2. La dermopigmentation médicale ne nécessite-t-elle pas un encadrement spécifique étant donné qu'il s'agit d'une technique apparentée au tatouage mais utilisée dans un contexte réparateur sur des personnes qui pourraient s'avérer plus fragiles ?
3. Les pigments utilisés dans le cadre de ce procédé sont-ils considérés comme des dispositifs médicaux tels que visés par l'arrêté royal du 18 mars 1999 ?
4. Ce procédé est-il remboursé par l'INAMI lorsqu'il est utilisé dans un but reconstructeur ? Si oui, disposez-vous de chiffres sur le nombre de personnes y ayant eu recours ?
Mme Laurette Onkelinx, vice-première ministre et ministre des Affaires sociales et de la Santé publique, chargée de l'Intégration sociale. - La dermopigmentation est proposée dans un cadre médical dans des cas tels que la reconstruction aréolaire. Cependant, en l'absence de réglementation spécifique, cette pratique est également proposée par certains centres de soins esthétiques, parallèlement à la pratique du maquillage semi-permanent ou permanent, sans contrôle médical particulier.
Dans un avis récent du 2 février 2011, le Conseil supérieur de la Santé estime que tatouage et maquillage devraient être soumis à la même réglementation et au même contrôle.
En matière de pigments, l'arrêté royal du 25 novembre 2005 précise que « les encres utilisées pour le tatouage doivent répondre aux conditions de composition et de stérilité spécifiées dans la résolution du Conseil de l'Europe ResAP(2008)1 sur les exigences et les critères d'innocuité des tatouages et des maquillages permanents ». Le Conseil supérieur de la Santé a également confirmé ce point dans l'avis susmentionné.
Pour les soins esthétiques, on se réfère à la législation concernant le tatouage.
La nomenclature ne comporte pas de code spécifique pour le tatouage médical.
Le tatouage de la région aréolaire est compris dans les honoraires relatifs à la reconstruction du sein.
Mme Dominique Tilmans (MR). - Il convient à mes yeux de faire la distinction entre le tatouage et la dermopigmentation. J'ai été contactée par une personne qui pratique la dermopigmentation et qui est effrayée par l'absence de formation à ce type d'intervention, laquelle est délicate et non négligeable pour la santé de la personne.
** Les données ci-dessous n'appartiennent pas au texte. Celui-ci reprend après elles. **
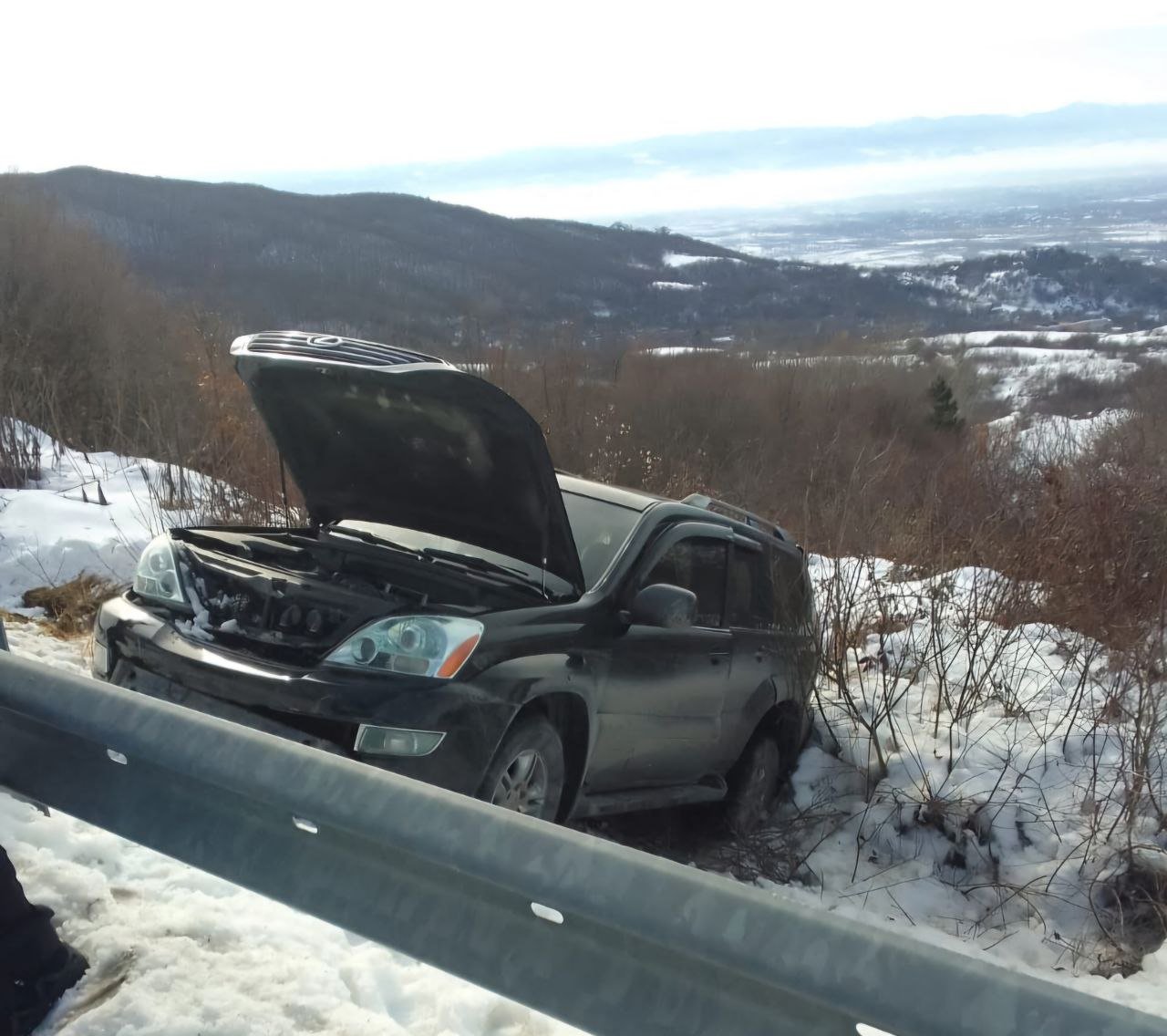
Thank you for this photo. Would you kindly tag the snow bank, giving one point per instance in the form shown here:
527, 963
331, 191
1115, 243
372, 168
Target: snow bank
675, 286
993, 765
1045, 439
680, 259
55, 529
209, 957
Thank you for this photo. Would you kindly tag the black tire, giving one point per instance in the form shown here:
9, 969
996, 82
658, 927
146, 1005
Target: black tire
754, 784
526, 773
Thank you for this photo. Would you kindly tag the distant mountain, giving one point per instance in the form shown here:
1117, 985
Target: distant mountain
437, 275
708, 154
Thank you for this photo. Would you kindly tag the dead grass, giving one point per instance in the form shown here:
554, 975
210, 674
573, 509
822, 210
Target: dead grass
69, 608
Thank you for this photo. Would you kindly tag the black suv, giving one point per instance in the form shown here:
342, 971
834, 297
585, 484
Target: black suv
458, 611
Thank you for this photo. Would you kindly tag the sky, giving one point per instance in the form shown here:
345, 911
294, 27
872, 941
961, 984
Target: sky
242, 90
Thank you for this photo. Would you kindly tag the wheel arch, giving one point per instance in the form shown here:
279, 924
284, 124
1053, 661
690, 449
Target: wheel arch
569, 714
789, 722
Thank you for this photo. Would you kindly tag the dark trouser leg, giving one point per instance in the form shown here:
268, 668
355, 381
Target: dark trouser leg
27, 938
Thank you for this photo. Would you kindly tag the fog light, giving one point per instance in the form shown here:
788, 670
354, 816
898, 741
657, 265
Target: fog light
100, 664
394, 741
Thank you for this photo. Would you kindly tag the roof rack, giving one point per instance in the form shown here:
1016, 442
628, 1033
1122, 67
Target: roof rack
696, 500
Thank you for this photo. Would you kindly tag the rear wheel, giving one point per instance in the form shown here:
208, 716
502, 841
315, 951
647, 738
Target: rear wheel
754, 784
526, 773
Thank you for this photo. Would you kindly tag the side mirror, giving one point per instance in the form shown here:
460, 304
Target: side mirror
664, 606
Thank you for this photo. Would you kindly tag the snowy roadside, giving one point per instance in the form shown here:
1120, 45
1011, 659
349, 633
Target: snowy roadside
205, 956
209, 957
986, 824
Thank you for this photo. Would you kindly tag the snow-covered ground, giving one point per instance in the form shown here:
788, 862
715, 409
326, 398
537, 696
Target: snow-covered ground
208, 957
58, 526
998, 799
993, 827
1048, 439
680, 259
1041, 339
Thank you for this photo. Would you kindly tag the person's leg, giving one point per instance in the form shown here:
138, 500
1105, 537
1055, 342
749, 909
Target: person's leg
36, 966
27, 938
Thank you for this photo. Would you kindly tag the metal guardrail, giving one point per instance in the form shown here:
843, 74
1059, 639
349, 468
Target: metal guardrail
604, 937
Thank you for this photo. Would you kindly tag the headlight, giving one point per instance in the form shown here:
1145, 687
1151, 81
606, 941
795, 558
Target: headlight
158, 575
420, 646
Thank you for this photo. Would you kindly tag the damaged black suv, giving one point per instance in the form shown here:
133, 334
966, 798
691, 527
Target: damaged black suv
458, 611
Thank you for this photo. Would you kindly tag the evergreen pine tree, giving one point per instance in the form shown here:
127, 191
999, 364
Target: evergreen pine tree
945, 414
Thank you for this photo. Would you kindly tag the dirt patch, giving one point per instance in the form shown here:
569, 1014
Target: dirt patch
69, 608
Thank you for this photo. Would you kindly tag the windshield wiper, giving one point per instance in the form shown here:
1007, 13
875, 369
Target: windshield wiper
372, 538
481, 565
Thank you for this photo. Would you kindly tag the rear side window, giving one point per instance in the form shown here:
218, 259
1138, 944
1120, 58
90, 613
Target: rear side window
789, 590
750, 605
697, 565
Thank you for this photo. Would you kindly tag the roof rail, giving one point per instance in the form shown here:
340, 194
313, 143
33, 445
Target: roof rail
696, 500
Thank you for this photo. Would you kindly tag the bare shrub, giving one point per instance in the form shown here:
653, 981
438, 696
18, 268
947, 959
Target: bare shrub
71, 606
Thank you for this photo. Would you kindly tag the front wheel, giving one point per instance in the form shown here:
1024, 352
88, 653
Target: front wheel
754, 784
526, 773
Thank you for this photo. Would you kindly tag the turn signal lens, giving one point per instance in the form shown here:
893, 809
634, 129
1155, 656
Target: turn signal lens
418, 646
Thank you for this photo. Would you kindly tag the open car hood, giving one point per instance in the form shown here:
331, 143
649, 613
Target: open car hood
380, 434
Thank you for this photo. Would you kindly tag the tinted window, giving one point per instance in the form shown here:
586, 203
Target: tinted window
789, 589
750, 605
698, 565
600, 530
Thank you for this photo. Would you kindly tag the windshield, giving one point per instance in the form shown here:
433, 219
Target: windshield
415, 540
600, 530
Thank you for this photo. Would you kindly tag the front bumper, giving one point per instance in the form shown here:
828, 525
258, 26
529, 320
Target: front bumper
322, 707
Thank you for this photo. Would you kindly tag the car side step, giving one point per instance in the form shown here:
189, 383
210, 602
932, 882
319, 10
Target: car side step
711, 790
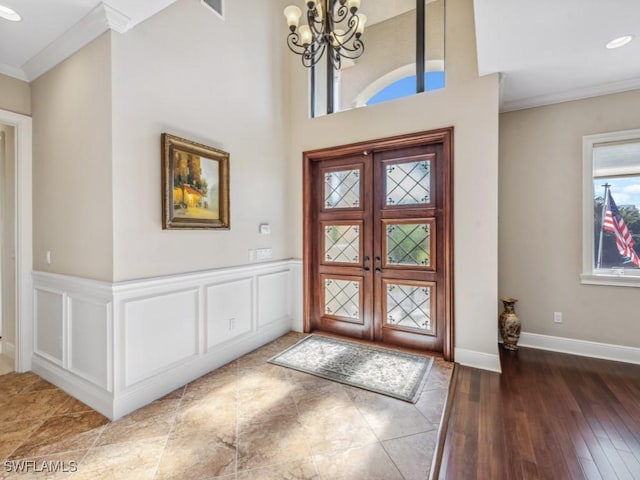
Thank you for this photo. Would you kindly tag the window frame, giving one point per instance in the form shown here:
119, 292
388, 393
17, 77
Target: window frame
589, 276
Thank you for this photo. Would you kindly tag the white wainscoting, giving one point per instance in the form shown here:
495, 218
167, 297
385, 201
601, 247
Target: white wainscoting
120, 346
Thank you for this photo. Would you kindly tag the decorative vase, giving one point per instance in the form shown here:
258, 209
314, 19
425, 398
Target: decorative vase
509, 324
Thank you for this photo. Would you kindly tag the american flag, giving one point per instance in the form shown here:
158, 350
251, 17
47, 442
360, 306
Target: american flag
613, 222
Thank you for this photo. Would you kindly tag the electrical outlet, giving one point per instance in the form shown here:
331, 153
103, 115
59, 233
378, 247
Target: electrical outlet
264, 253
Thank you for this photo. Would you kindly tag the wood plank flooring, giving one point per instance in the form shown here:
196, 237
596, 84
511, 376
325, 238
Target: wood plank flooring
548, 416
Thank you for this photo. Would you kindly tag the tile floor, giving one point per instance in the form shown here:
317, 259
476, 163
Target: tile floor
246, 420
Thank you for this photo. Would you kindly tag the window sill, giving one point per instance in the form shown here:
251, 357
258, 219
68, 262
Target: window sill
610, 280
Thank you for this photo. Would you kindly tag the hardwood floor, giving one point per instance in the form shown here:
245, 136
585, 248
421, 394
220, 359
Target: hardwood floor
548, 416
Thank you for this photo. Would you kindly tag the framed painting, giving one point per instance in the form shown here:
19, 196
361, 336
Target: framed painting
195, 185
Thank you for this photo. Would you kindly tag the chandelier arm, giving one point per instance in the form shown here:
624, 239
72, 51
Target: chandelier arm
293, 42
312, 55
351, 32
353, 52
340, 15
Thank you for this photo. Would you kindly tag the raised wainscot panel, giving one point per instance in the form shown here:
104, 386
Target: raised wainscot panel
89, 339
274, 297
49, 325
228, 311
159, 332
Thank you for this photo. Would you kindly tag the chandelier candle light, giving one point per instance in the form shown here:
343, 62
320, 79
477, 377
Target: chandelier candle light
332, 25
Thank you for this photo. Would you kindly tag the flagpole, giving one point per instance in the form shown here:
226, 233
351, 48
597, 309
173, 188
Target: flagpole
604, 211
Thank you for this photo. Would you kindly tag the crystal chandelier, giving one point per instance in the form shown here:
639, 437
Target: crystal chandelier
332, 25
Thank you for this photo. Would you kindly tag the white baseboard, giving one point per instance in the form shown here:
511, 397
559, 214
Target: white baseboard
8, 349
481, 360
86, 392
583, 348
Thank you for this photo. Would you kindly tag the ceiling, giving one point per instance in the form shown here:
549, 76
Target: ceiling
547, 51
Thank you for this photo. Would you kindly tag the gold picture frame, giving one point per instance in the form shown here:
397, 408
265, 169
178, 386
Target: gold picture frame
195, 185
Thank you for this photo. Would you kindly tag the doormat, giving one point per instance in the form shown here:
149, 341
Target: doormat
395, 374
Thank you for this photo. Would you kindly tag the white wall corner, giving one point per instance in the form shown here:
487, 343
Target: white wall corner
90, 27
297, 295
481, 360
8, 349
584, 348
117, 21
13, 72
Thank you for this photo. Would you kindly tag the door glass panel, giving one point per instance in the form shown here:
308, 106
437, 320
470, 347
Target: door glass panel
409, 306
342, 243
342, 298
342, 189
408, 183
409, 244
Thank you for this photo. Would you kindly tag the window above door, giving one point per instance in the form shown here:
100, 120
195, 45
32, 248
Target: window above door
611, 209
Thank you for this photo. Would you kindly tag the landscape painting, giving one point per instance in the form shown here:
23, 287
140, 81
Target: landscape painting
195, 185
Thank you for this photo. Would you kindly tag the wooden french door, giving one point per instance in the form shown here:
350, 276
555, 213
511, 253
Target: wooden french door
378, 241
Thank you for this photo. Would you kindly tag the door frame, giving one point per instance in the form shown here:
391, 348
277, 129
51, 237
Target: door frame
443, 136
23, 237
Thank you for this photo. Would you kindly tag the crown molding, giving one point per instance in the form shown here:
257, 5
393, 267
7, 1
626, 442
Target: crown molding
14, 72
567, 96
90, 27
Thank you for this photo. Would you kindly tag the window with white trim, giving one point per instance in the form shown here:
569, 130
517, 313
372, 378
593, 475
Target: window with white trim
611, 209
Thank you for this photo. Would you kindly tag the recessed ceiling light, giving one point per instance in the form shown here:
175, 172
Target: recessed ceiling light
620, 41
9, 14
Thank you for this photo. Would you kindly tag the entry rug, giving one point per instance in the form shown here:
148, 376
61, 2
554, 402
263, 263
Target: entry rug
395, 374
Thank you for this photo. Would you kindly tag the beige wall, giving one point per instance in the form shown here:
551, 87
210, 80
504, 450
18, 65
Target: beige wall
470, 105
15, 95
221, 83
8, 261
72, 194
541, 220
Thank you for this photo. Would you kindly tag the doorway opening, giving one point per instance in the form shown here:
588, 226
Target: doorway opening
18, 261
378, 241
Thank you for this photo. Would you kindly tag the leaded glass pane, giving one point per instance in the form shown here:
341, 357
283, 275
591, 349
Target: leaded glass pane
409, 244
409, 306
342, 298
409, 183
342, 243
342, 189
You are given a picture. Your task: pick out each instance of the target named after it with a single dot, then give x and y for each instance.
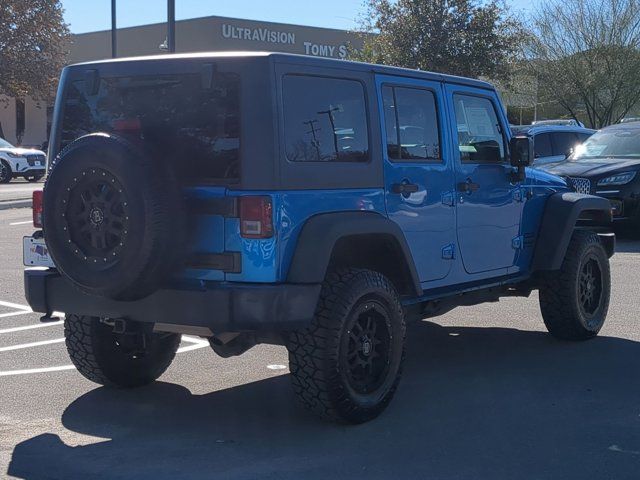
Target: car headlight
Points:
(618, 179)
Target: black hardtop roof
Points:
(301, 60)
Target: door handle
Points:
(404, 188)
(468, 186)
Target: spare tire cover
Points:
(113, 220)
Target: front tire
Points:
(574, 301)
(347, 365)
(5, 172)
(117, 360)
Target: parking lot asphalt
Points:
(486, 394)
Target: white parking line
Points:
(13, 314)
(30, 327)
(15, 305)
(197, 344)
(37, 370)
(29, 345)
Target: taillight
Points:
(256, 217)
(37, 208)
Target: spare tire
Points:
(113, 221)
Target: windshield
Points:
(609, 145)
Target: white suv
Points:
(21, 162)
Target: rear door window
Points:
(542, 145)
(197, 127)
(480, 138)
(325, 119)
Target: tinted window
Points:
(542, 145)
(564, 142)
(325, 120)
(200, 128)
(480, 137)
(411, 121)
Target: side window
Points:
(542, 145)
(564, 142)
(480, 138)
(325, 119)
(411, 122)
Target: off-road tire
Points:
(317, 354)
(5, 172)
(566, 310)
(92, 347)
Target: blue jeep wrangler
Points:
(313, 203)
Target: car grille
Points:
(580, 185)
(32, 159)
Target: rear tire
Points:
(347, 365)
(5, 172)
(574, 301)
(113, 360)
(115, 224)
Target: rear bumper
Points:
(226, 307)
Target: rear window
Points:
(198, 127)
(325, 119)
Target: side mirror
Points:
(521, 155)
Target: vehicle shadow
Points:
(474, 403)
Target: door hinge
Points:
(449, 251)
(517, 242)
(448, 199)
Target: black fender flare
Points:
(321, 232)
(561, 214)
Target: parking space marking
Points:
(197, 344)
(15, 305)
(29, 345)
(30, 327)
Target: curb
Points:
(15, 204)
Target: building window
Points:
(325, 119)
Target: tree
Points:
(33, 40)
(585, 54)
(460, 37)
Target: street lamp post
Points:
(171, 26)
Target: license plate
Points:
(35, 253)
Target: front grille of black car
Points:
(32, 159)
(580, 185)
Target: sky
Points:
(91, 15)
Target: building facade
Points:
(26, 122)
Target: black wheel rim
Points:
(590, 286)
(4, 172)
(366, 348)
(96, 217)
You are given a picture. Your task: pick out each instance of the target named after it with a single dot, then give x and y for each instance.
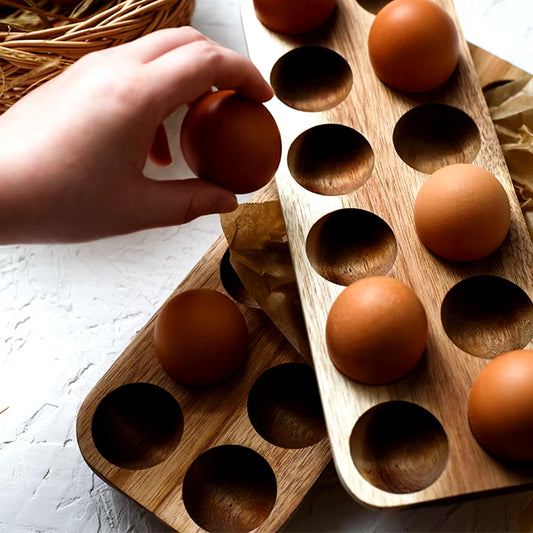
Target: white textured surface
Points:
(68, 311)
J'attire donc votre attention sur ce problème qui demande réflexion, madame la ministre, puisque, malheureusement, les cancers du sein sont de plus en plus fréquents.
Mme Laurette Onkelinx, vice-première ministre et ministre des Affaires sociales et de la Santé publique, chargée de l'Intégration sociale. - Bien que je reçoive régulièrement des associations de patients, notamment, je n'ai jamais reçu de plaintes sur la qualité de la dermopigmentation dans le cadre de la reconstruction du sein, par exemple. Mais je suis attentive à vos propos.
Mme Dominique Tilmans (MR). - Une infirmière ou une esthéticienne spécialisées pourraient pratiquer la dermopigmentation mais il serait normal qu'elles suivent une formation et que des conditions sanitaires strictes soient imposées.